Figure 1: Hits-per-Contact Over Time. Each point represents the number of hits in the season divided by the number of contacts.

Figure 1: Hits-per-Contact Over Time. Each point represents the number of hits in the season divided by the number of contacts.

where hits per contact is defined as

$$ HPC = \frac{H}{PA-BB-HBP-SO} $$

Somewhat surprisingly, it's trended up, fairly steadily, suggesting thats hits are not as random as I might have expected. Players have become more efficient over time at converting contact with a ball into a base hit.

One can tell a number of stories for what's going on here. One account, suggested by a friend, is that exit velocities have increased. If exit velocities are higher, balls-in-play are harder to field, harder to track down, or more likely to leave the park — all of which translate into higher hits per contact.
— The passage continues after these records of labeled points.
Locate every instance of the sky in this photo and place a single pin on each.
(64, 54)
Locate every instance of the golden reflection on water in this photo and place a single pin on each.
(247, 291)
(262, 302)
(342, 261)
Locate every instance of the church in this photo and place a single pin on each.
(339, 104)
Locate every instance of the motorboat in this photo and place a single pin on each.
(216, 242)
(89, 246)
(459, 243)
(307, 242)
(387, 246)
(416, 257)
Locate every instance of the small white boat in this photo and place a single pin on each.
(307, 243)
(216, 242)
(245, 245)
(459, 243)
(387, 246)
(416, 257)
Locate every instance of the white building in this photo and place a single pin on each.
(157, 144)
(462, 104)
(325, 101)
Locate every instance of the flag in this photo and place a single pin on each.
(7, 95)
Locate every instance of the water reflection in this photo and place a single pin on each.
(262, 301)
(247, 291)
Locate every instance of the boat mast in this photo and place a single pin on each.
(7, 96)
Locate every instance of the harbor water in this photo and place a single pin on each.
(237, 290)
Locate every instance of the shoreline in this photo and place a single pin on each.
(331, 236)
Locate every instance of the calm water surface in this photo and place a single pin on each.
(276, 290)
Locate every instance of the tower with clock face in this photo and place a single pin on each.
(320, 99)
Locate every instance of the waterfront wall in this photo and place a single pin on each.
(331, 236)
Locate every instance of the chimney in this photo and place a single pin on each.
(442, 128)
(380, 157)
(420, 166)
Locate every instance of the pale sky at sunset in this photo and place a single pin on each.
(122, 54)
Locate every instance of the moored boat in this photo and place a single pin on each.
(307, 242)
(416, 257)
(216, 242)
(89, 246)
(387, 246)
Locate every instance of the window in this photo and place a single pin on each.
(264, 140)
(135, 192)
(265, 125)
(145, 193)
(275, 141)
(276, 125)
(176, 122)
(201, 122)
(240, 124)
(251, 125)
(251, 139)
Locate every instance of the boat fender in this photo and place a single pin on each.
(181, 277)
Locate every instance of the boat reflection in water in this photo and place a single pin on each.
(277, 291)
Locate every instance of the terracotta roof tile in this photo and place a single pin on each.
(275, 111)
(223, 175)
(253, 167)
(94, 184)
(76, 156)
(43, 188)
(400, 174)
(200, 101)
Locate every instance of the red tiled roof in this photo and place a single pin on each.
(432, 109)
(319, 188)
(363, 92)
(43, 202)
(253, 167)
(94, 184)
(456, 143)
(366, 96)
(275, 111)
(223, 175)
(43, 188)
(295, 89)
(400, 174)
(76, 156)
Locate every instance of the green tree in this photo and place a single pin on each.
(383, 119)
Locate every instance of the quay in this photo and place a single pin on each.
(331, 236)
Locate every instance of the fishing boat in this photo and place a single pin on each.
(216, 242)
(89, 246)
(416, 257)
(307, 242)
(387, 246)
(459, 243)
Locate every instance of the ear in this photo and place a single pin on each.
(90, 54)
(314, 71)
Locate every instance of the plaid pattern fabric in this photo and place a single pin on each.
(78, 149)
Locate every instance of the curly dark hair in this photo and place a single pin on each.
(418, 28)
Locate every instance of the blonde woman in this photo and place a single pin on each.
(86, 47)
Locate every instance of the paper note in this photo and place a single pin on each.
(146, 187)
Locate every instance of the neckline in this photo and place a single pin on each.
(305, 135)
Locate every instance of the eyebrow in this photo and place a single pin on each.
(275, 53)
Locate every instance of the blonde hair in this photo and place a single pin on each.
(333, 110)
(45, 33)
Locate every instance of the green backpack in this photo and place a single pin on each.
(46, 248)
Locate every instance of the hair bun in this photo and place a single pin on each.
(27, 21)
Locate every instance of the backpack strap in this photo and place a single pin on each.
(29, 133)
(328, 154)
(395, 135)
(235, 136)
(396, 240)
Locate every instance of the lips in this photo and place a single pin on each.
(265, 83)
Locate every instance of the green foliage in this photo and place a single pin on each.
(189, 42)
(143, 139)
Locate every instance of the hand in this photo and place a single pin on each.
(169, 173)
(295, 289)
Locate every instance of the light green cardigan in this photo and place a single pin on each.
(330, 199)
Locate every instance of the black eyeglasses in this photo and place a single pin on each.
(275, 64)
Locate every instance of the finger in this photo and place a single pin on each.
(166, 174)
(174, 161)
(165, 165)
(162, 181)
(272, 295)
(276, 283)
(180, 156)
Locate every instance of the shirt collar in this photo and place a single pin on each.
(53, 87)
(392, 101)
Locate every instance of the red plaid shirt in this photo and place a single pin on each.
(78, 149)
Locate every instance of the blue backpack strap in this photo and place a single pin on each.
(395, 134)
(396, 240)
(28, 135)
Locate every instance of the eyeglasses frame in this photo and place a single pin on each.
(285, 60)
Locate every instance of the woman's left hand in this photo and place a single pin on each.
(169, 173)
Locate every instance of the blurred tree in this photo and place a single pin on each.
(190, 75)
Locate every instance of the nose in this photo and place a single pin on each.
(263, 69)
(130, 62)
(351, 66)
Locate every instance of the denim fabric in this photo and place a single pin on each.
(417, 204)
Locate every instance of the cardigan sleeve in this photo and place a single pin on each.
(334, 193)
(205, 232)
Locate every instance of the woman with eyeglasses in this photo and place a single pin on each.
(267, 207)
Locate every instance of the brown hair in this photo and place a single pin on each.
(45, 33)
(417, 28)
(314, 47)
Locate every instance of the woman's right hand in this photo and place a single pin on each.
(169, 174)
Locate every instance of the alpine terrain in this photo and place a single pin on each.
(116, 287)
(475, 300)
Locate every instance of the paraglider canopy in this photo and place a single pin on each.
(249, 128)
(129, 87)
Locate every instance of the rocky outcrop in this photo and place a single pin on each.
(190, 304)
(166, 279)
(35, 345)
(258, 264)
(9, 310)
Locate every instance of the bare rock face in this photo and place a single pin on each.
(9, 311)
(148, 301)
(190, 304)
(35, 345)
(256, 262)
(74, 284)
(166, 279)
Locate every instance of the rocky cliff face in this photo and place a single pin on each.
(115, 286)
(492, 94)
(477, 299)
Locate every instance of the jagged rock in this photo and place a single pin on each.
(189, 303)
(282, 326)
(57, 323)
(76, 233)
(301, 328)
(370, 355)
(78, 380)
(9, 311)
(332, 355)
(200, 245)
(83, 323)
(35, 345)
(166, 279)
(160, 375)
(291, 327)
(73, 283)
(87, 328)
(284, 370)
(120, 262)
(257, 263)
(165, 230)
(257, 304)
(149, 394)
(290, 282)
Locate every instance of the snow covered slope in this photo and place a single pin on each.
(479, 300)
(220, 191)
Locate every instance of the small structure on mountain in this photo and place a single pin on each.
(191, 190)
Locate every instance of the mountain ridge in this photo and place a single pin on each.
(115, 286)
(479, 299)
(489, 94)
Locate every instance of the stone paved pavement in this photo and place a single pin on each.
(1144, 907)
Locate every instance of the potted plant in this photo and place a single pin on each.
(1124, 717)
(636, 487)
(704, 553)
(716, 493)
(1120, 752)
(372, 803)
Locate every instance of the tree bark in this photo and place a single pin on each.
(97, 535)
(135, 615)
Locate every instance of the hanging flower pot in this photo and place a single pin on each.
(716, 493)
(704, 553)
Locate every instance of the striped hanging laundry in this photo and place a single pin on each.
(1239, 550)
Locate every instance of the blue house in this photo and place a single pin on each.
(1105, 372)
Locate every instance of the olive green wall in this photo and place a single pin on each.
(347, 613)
Though I don't have data on exit velocities directly, the average baseball player has gotten taller and heavier over time with a presumably commensurate increase in swing velocity.

Figure 2: Player Size in the MLB. Each point represents the average height across players whose debut occurred in the given year.

Figure 2: Player Size in the MLB. Each point represents the average height across players whose debut occurred in the given year.

We can also look directly at the increasing frequency of home runs and doubles, suggesting that batters are hitting more powerfully (triples are more about baserunning than power).

Figure 3: Outcomes per At-Bat. Each point represents the total outcomes in the season divided by the total at-bats.

Figure 3: Outcomes per At-Bat. Each point represents the total outcomes in the season divided by the total at-bats.

Another (not exclusive) story is that players have become more disciplined and discriminate at the plate. If players only swing at pitches in their comfort zone, then each contact is more likely to be clean, and hence more likely to be a hit as well. However, hits per at-bat and hits per plate appearance are both down:

Figure 4: Hit Rates Over Time.

Figure 4: Hit Rates Over Time.

There are many other stories to tell. Maybe fielding has gotten worse, as teams select heavily on batting advantage over ability in the field. Maybe the rise in multi-purposes stadiums in the 60's and 70's, with artificial turf, larger foul territories, and shorter outfields made base hits more likely. Maybe the rise in home-run rates mechanically raises the hits-per-contact. Maybe players are less aggressive in their base running (suggested by decrease in triples).